Multifunctional Porphyrin-Based Nanomedicine Platform

Tech ID: 23919 / UC Case 2013-338-0


Researchers at UC Davis have developed a novel targeting multifunctional drug vehicle that allows chemotherapeutics to better infiltrate tumors.

Full Description

Several effective chemotherapeutic agents for treatment of various cancer types are very insoluble in water, requiring formulations that induce unwanted side effects. Recently nano-therapeutic formulations have been shown to improve the clinical toxicity profiles of the drugs, but their anti-tumor effects are only marginally better than the original drug formulations. This has been attributed in part to the relatively large size of the nano-therapeutic formulations, which limits the extent to which the drugs can penetrate into tumor mass. In some cases, the large size also causes noano-therapeutics to be trapped in the liver leading to a number of additional concerns. Accordingly, there is a need to develop smaller stealth and biocompatible nanocarriers for effective delivery of anti-cancer drugs in vivo.

Researchers at the University of California Davis have developed a novel targeting multifunctional porphyrin-based nanomedicine platform for cancer diagnosis and therapy. A novel telodendrimer was designed with linear polyethylene glycol, oligo-cholic acids, and porphyrin analogues. 

This telodendrimer can self-assemble into nanomicelles that exhibit excellent biocompatibility, high absorption of near-infrared light, structure-dependent fluorescence quenching/emission, and ease of chelation of metal ions. The micelles can efficiently load many hydrophobic anticancer drugs (e.g. paclitaxel, doxorubicin, and vincristine). When cross linked via disulfide bonds or boronate ester bonds, the micelles are able to maintain integrity in physiological conditions and can be triggered to release the drug contents at the tumor sites.

This platform can be utilized in PET imaging, radiotherapy, photoacoustic detection and photodynamic therapy, sonodynamic therapy, and magnetic resonance imaging (MRI).
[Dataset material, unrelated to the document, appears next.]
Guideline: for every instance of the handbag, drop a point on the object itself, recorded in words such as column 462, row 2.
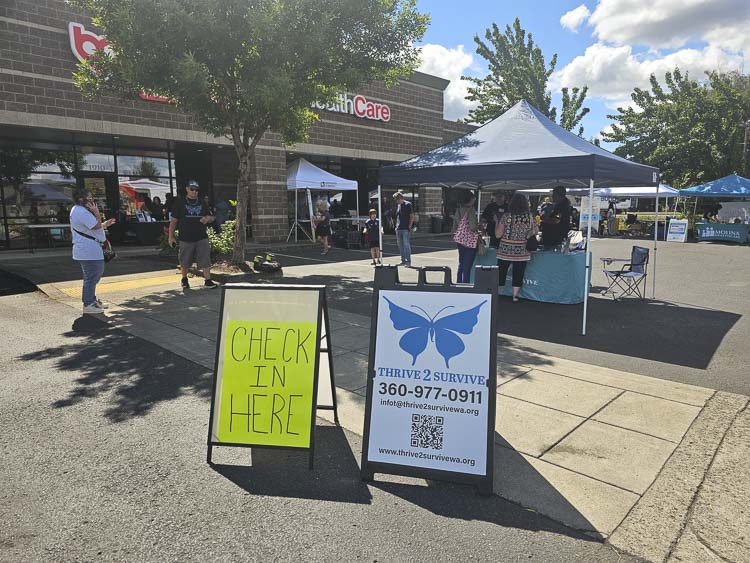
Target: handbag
column 107, row 250
column 464, row 235
column 481, row 247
Additionally, cancer targeting ligands can be conveniently ligated to the surface of the micelle for cancer-specific targeted delivery.


·         The nanoparticles can be used for cancer diagnosis and therapy.


·         All the building blocks for the telodendrimers are all nontoxic.

·         The orthogonal functional groups at the distal end of PEG chain and the adjacent site of telodendrimers can be easily engineered for the conjugation of targeting ligands and imaging probes, respectively.

·         These micelles exhibit excellent structure-dependent fluorescence quenching property that can be used for photodynamic diagnosis of tumors with low background and treatment.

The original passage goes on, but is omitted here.